Conference:  BlackHat USA 2019



The importance of clear contracts, regular software assessments, and inventorying services in cybersecurity and DevOps.
  • Clear contracts should outline expectations in partner relationships
  • Regular software assessments are necessary and should include listening for potential issues across the extended ecosystem
  • Inventorying every service used and having a response plan is crucial
  • Sharing information and uplifting others in the industry can make adversaries work harder
The speaker shared an example of a security researcher discovering a database with Microsoft data exposed due to configuration errors. Upon investigation, they found that the company responsible was a subprocessor of telco SMS providers. They reached out to the vendors and had a positive conversation about making changes to improve their products. The point was that it's not about the specific devices or actors, but about how the industry operates as a whole.
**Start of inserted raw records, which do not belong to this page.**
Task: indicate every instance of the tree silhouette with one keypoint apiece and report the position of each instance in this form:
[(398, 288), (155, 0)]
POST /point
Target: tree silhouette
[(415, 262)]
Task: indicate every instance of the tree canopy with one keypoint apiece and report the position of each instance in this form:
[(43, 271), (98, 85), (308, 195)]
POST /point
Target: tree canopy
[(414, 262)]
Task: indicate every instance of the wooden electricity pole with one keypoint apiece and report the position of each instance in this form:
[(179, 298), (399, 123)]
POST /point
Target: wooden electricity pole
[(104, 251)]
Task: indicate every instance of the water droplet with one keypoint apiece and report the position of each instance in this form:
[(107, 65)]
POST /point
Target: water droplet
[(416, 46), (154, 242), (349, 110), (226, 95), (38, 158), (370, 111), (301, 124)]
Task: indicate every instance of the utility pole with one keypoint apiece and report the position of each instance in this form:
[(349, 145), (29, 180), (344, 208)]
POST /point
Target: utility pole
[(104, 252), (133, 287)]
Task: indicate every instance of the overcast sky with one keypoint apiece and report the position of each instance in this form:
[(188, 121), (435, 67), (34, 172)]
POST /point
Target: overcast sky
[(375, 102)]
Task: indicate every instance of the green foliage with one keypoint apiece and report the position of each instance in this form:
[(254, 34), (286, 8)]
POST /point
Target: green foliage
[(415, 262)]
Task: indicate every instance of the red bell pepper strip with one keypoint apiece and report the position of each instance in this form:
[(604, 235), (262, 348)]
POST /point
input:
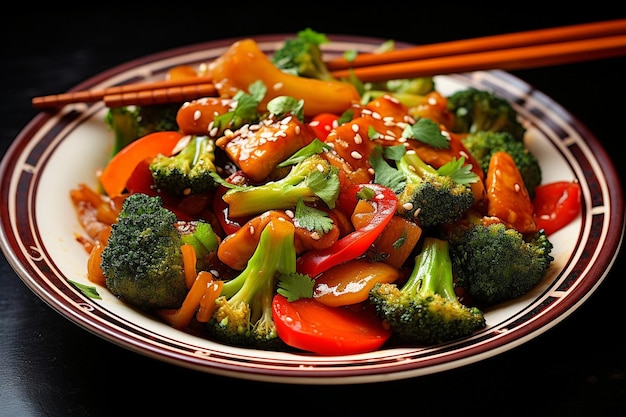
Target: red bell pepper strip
[(356, 243), (556, 204), (121, 166), (323, 123), (314, 327)]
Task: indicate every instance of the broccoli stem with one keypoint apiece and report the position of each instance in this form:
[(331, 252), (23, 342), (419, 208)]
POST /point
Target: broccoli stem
[(433, 273), (275, 253), (411, 163)]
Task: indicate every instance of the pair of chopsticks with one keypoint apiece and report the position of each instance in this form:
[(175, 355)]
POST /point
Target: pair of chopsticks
[(513, 51)]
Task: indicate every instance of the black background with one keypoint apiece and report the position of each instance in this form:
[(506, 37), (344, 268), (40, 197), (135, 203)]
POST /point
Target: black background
[(51, 367)]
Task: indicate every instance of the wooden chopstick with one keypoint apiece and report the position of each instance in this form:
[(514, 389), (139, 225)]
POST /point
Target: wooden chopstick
[(485, 43), (520, 50), (174, 89), (505, 59)]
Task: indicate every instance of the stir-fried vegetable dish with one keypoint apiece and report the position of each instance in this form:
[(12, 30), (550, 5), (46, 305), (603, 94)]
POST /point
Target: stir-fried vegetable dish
[(299, 212)]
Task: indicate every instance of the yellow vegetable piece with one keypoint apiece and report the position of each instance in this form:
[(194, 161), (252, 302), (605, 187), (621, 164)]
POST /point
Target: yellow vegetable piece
[(244, 63)]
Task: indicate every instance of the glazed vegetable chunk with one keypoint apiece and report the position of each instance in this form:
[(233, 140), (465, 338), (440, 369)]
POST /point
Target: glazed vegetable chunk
[(244, 63), (258, 148)]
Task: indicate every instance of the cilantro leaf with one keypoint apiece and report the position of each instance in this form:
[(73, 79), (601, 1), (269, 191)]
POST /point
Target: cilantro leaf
[(88, 290), (312, 219), (385, 174), (315, 147), (458, 171), (427, 131)]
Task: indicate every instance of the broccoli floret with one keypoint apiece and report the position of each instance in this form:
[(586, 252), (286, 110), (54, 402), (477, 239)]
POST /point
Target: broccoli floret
[(495, 263), (426, 310), (142, 261), (243, 314), (302, 56), (483, 144), (189, 171), (311, 179), (475, 110), (132, 122), (434, 196)]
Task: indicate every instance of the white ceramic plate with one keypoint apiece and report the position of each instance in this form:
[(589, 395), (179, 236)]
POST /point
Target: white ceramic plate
[(58, 150)]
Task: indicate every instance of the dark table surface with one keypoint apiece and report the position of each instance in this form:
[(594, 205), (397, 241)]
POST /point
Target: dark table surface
[(52, 367)]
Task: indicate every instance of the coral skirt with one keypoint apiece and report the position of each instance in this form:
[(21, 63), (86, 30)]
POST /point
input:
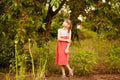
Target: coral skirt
[(61, 56)]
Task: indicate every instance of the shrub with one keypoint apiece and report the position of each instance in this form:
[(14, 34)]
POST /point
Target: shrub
[(113, 59), (83, 62)]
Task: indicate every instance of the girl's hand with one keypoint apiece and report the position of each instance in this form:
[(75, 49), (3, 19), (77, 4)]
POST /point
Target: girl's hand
[(66, 51), (69, 41)]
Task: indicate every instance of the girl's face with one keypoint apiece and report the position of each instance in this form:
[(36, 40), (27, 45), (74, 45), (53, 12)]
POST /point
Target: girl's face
[(65, 24)]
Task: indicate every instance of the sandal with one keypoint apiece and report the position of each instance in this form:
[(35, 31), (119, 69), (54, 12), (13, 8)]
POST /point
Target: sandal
[(63, 76), (71, 73)]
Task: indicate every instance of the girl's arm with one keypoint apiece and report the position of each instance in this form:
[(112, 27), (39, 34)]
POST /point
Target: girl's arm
[(67, 48), (61, 39)]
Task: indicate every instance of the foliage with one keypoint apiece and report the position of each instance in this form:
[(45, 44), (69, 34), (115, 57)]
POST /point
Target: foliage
[(83, 61), (113, 59)]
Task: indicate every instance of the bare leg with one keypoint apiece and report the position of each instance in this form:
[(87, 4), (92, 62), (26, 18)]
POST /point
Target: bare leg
[(70, 70), (63, 71)]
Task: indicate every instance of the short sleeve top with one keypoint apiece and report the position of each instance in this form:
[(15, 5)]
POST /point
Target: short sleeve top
[(63, 32)]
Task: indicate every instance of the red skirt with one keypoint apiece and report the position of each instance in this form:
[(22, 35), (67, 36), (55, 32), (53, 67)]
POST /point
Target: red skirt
[(61, 56)]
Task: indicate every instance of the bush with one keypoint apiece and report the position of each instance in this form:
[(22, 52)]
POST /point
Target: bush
[(83, 62), (113, 59)]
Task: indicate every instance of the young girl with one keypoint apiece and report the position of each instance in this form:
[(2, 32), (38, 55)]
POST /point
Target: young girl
[(63, 44)]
I'm in your supply chain, and you're probably in mine. Our increasingly interconnected infrastructure leaves us all vulnerable. With hundreds of millions of devices and millions of enterprises betting on the cloud, we see sophisticated attacks every day. Hardware, software, and service-based attacks, good and bad engagements with suppliers and partners – we've seen it all. Go behind the scenes and learn about previously undisclosed supply chain attacks – from the techniques and objectives of adversaries, the mechanisms that were effective in blunting their attacks, and the sometimes-comical challenges dealing with our most complex asset to defend… developers. It's a statistical certainty, everyone will eventually be a victim of a supply chain compromise. Whether you're in SecOps or App Development, you'll leave this presentation with practical guidance on how to defend against supply chain attacks and harden your systems. Prevention is important, but how you respond when you get owned is the true test of character. Are you up to the challenge?